# 2024-335 Paye et avantages sociaux, Indemnités d'affectation temporaire, Directives des Forces canadiennes sur les voyages en service temporaire, Indemnités de Service temporaire
Indemnités d'affectation temporaire, Directives des Forces canadiennes sur les voyages en service temporaire (DFCVST), Indemnités de Service temporaire
Sommaire de cas
Date C et R : 2025-12-15
Le plaignant a contesté la modification de son état du déploiement qui est devenu une affectation temporaire de moins d'un an, peu avant son départ à l'étranger, ce qui a eu une incidence négative sur les avantages sociaux touchés.
Le Directeur général – Rémunération et avantages sociaux, à titre d'autorité initiale (AI), a partiellement accueilli le grief. L'AI a conclu que l'affectation temporaire du plaignant n'était pas liée à une opération, à un poste permanent ou à un poste d'instruction. Par conséquent, cette affectation temporaire ne répondait pas aux critères de la définition d'« assignation » au sens des Directives sur la rémunération et les avantages sociaux applicables aux Forces canadiennes 10.1.01 et ne pouvait pas être gérée en vertu des Directives sur le service militaire à l'étranger (DSME). Au lieu de cela, les Directives des Forces canadiennes sur les voyages en service temporaire (DFCVST) constituaient l'instrument approprié pour accorder au plaignant les avantages sociaux applicables au service temporaire pendant qu'il était en affectation temporaire à l'étranger.
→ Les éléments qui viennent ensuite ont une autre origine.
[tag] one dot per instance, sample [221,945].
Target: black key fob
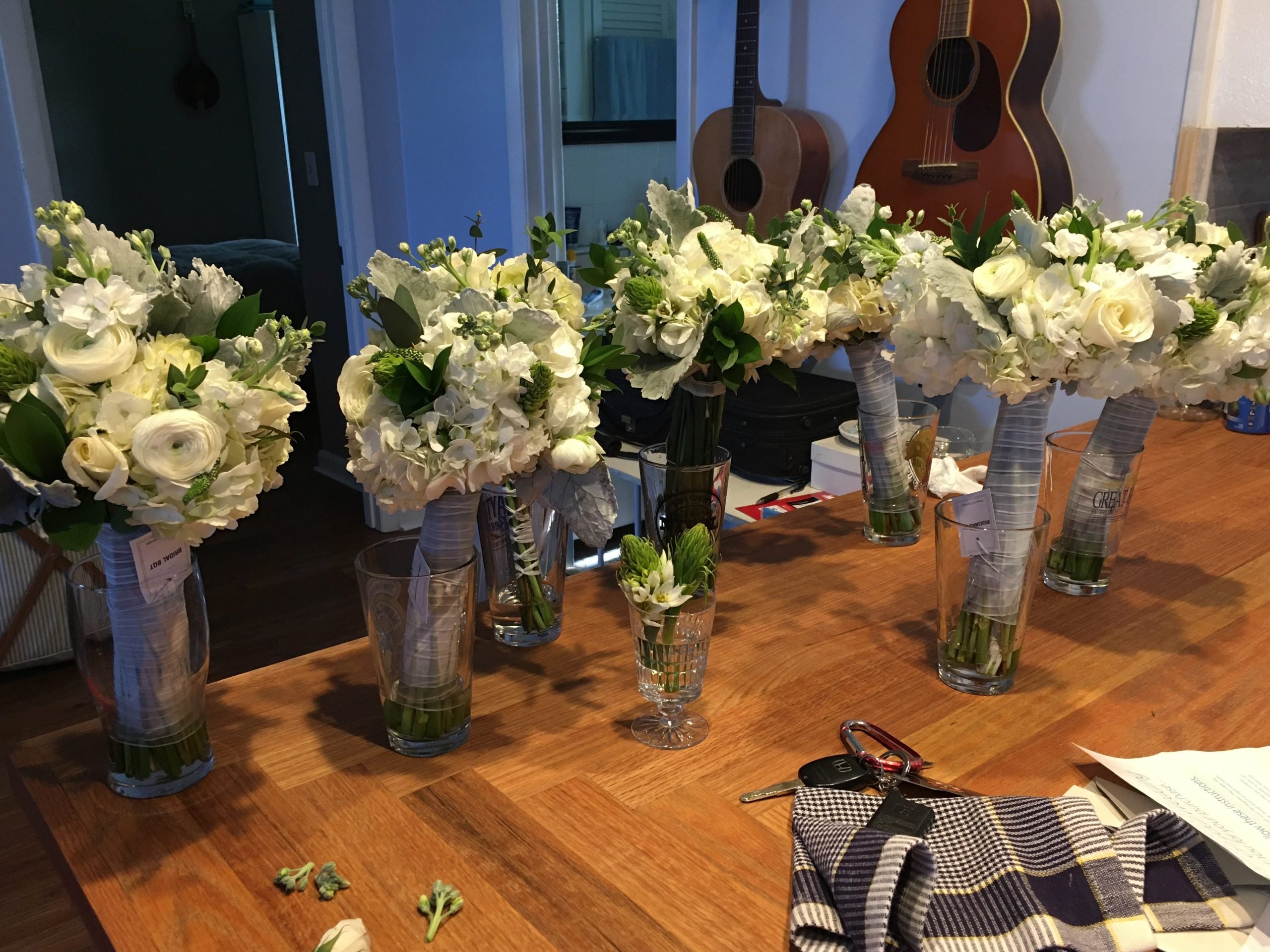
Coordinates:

Le Comité a conclu que le changement de poste du plaignant découlait de contraintes financières dues à une absence de financement permanent. Ainsi, le prédécesseur du plaignant avait été affecté à une opération et avait bénéficié d'avantages sociaux prévus dans les DSME, alors que le plaignant avait plutôt été affecté à un poste temporaire (même s'il jouait le même rôle), bénéficiait d'avantages sociaux moindres selon les DFCVST et était désavantagé financièrement. Le Comité a conclu que, bien que les avantages sociaux du plaignant aient été correctement déterminés selon les politiques applicables, le changement de catégorie de son poste avait entraîné un traitement inéquitable.
Le Comité a recommandé que l'autorité de dernière instance accorde une mesure de réparation au plaignant et examine la possibilité de modifier rétroactivement son poste pour en faire un poste permanent ou un poste d'instruction à l'étranger assorti des avantages sociaux correspondants.